In court papers, Hirschhorn revealed that the Seminoles gaming profits reached $300 million a year by 2001, with monthly dividends paid to each member. The Seminoles have 3,800 members.
Under the distribution formula, every Seminole family of four receives dividends of about $30,000 a month.
Cypress, a notorious big spender who built a massive Mediterranean-style mansion with his millions, was paid a salary of $500,000 on top of the monthly dividend. Like other Seminole council leaders, Cypress controlled a discretionary fund that he tapped to dole out money to family and other tribal members.
The IRS case against the Miccosukees in Miami-Dade, while similar to the Cypress prosecution, is a civil matter for now.
This summer, the agency escalated its investigation into the Miccosukees finances, demanding that the tribe hand over a mountain of internal records showing millions in allegedly unreported payments from its gambling profits to tribal members.
The IRS sweeping action, which the Miccosukees are trying to stop in Miami federal court, seeks internal documents of the 600-member tribes gaming distributions during 2006-2010 as well as its council meeting records on tax matters from as far back as 1985.
The agency is demanding a long list of documents from Miccosukee disbursement statements to check register reports, plus any tax advice from tribal lawyers and accountants. The demand is part of an aggressive push to recover potentially tens of millions of dollars in back income taxes from individual members.
At the same time, the Miccosukees have turned against their former chairman, Billy Cypress.
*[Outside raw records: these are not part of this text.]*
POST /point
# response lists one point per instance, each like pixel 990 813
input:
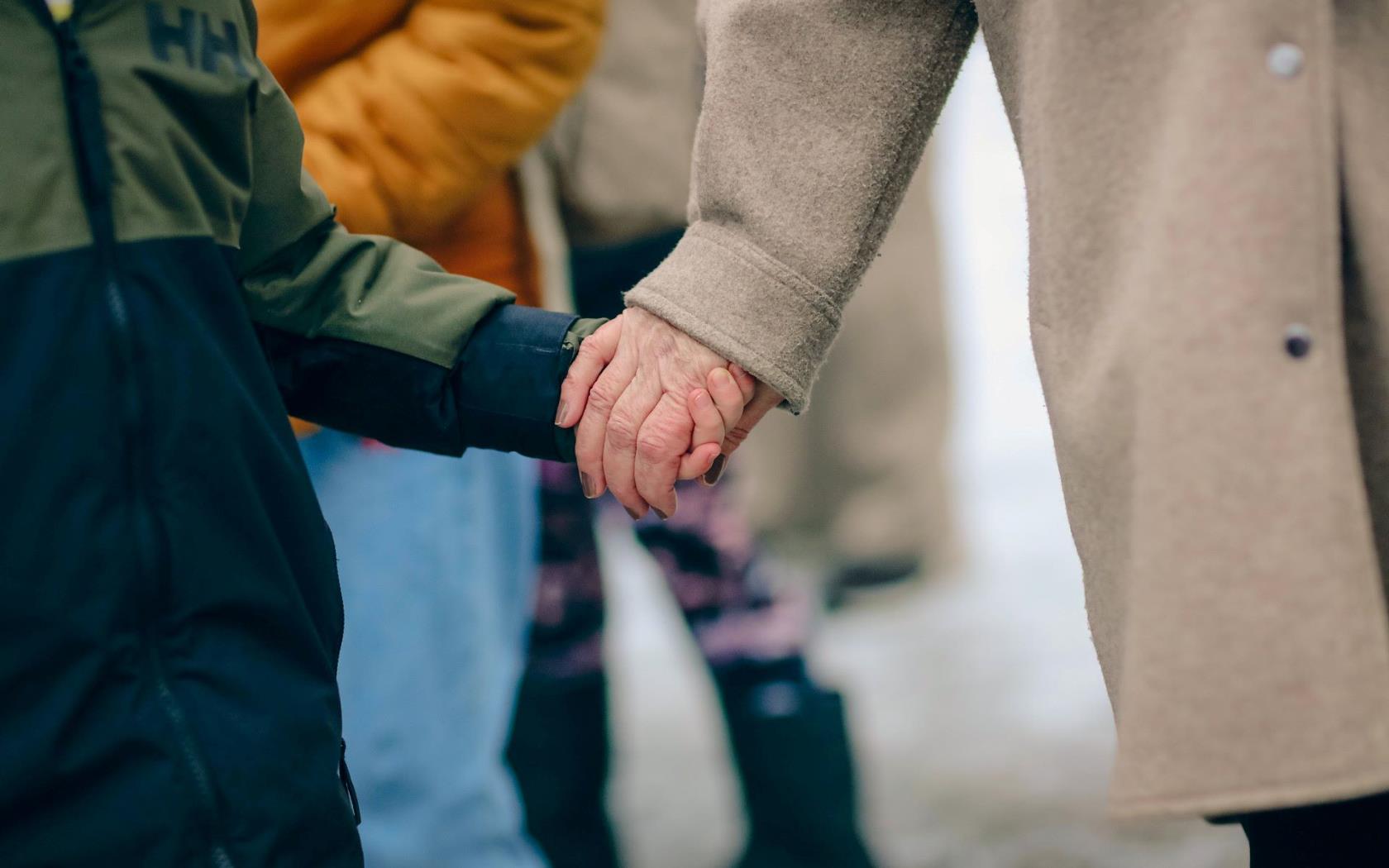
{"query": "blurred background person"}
pixel 857 489
pixel 620 159
pixel 414 116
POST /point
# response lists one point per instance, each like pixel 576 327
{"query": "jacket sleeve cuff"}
pixel 508 381
pixel 745 306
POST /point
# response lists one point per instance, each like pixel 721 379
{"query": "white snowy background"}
pixel 976 704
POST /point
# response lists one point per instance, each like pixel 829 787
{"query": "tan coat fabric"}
pixel 621 150
pixel 864 474
pixel 1185 206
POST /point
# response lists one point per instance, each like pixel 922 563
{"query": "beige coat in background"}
pixel 1191 169
pixel 863 475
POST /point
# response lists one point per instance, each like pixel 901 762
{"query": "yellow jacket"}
pixel 416 110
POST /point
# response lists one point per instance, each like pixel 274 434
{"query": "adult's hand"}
pixel 635 399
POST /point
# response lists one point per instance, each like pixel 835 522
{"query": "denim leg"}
pixel 438 560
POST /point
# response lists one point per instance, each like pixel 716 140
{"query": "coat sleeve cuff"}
pixel 508 381
pixel 745 306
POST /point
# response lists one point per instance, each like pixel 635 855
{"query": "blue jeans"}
pixel 438 561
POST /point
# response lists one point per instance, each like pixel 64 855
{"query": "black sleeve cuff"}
pixel 508 381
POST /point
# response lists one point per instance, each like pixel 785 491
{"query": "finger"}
pixel 759 408
pixel 594 353
pixel 660 445
pixel 700 461
pixel 592 431
pixel 747 382
pixel 728 398
pixel 637 400
pixel 707 421
pixel 707 438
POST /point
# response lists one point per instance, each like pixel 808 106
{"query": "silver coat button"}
pixel 1285 60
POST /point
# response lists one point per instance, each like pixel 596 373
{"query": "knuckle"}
pixel 602 398
pixel 621 432
pixel 655 446
pixel 663 345
pixel 589 351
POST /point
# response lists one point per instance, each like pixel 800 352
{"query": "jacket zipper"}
pixel 95 171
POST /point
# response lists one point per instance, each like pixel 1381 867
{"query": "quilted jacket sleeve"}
pixel 413 126
pixel 369 335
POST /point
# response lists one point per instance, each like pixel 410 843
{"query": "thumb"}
pixel 764 399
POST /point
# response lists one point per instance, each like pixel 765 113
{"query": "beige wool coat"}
pixel 1209 210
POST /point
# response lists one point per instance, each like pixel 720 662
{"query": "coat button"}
pixel 1285 60
pixel 1297 341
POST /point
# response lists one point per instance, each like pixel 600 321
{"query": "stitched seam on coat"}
pixel 796 394
pixel 770 265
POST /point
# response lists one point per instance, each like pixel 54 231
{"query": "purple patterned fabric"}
pixel 707 556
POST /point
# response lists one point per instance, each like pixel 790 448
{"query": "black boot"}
pixel 560 753
pixel 796 765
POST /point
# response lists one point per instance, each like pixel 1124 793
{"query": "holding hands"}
pixel 655 406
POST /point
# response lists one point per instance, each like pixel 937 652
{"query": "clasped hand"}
pixel 655 406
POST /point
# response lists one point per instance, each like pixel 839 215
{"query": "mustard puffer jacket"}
pixel 416 110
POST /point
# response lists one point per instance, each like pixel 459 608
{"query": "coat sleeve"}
pixel 408 130
pixel 369 335
pixel 814 118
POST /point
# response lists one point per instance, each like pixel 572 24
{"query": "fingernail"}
pixel 716 470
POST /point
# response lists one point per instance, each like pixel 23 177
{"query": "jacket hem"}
pixel 1254 799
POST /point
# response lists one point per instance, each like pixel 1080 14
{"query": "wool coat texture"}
pixel 1209 218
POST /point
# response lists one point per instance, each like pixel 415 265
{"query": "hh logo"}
pixel 199 42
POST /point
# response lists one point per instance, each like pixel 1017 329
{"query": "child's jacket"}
pixel 173 285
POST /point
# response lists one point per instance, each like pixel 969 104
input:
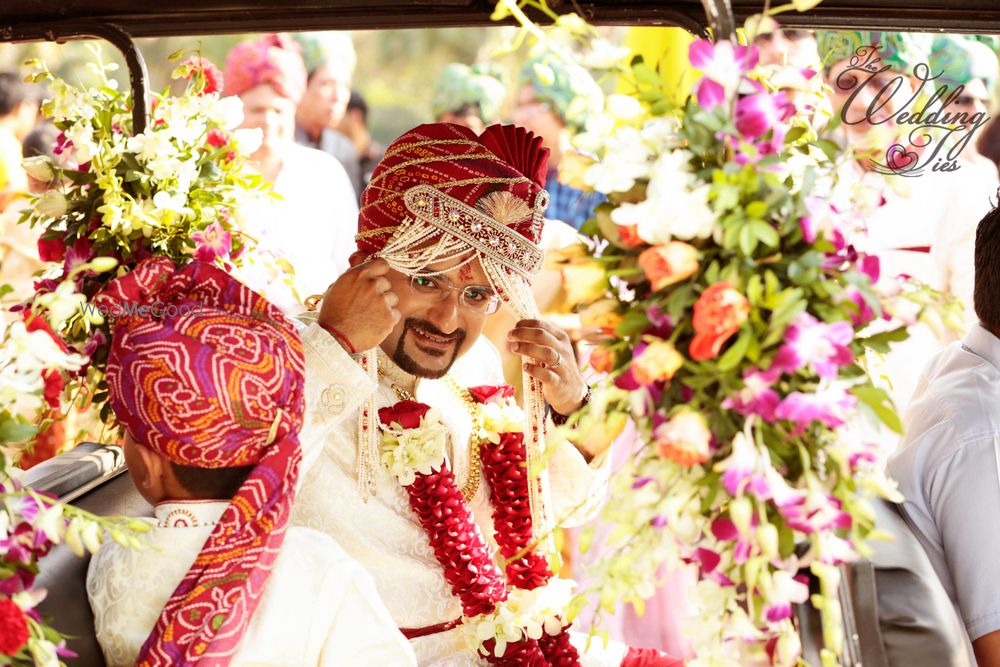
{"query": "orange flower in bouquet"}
pixel 669 263
pixel 718 314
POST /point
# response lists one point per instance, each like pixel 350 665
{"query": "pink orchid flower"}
pixel 830 407
pixel 757 397
pixel 784 591
pixel 817 345
pixel 723 65
pixel 760 112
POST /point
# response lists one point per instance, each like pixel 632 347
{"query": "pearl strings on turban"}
pixel 209 374
pixel 443 193
pixel 274 59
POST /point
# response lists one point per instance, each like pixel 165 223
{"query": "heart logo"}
pixel 899 159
In a lawsuit, the tribe has accused Cypress of stealing $26 million from the Miccosukees to spend on numerous gambling trips, shopping sprees, real-estate investments and luxury cars.
The suit details a total of $11.5 million in ATM withdrawals by Cypress at casinos in Las Vegas and elsewhere, along with an additional $4 million in American Express charges for jewelry, restaurants and other expenses, between 2006 and 2009. Cypress also acquired nearly a dozen properties and residences, from Miami-Dade to Panama City Beach, worth a total of $4 million.
The Miccosukees suit targeting him is the latest of his legal woes.
In 2010, the IRS claimed that Cypress personally owed the government almost $2.8 million in taxes and penalties on $6.65 million in unreported income during 2003-05.